The two sides have been haggling since the fall, when Democrats voted to shut down the government for 43 days as they demanded negotiations on extending the subsidies. Republicans refused to negotiate until a small group of moderate Democrats agreed to vote with them and end the shutdown. After the shutdown ended, Republicans made clear that they would not budge on the subsidies without changes on abortion, and the Senate voted on and rejected a three-year extension of the tax credits.
Maine Sen. Angus King, an independent who caucuses with Democrats, said at the time that making it harder to cover abortion was a 'red line' for Democrats. Republicans are going to 'own these increases' in premiums, King said then.
The bipartisan group that has met in recent weeks has closed in on parts of an agreement, including a two-year deal that would extend the enhanced subsidy while adding new limits and also creating the option, in the second year, of a health savings account that Trump and Republicans prefer. The ACA open enrollment period would be extended to March 1 of this year, to allow people more time to figure out their coverage plans after the interruption of the enhanced subsidy.

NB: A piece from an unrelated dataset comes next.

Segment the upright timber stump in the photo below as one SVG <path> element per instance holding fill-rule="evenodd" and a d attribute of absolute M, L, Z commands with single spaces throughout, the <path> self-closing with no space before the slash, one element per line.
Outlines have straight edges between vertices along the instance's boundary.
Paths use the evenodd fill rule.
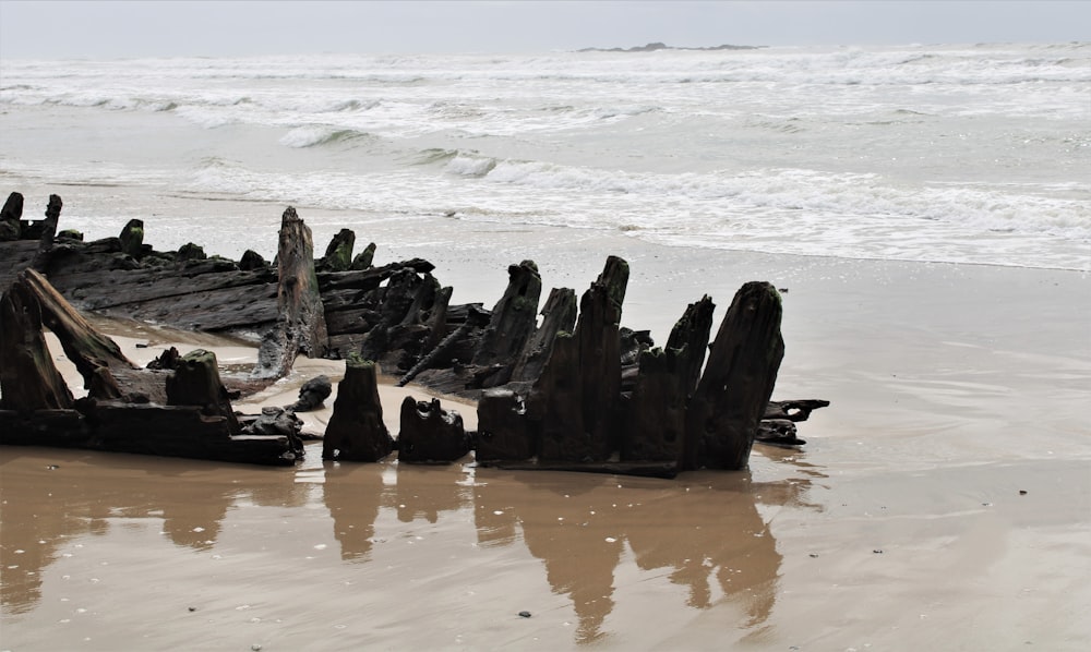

However, the abortion issue continues to stand in the way of a deal as Democrats seek to protect the carefully crafted compromise that helped pass the ACA 16 years ago. 'I have zero appetite to make it harder for people to access abortions,' said Sen. Chris Murphy, D-Conn.
The future of health care subsidies and the role of abortion coverage in the negotiations remain uncertain. As the debate continues, the fate of millions of Americans' access to affordable health care hangs in the balance.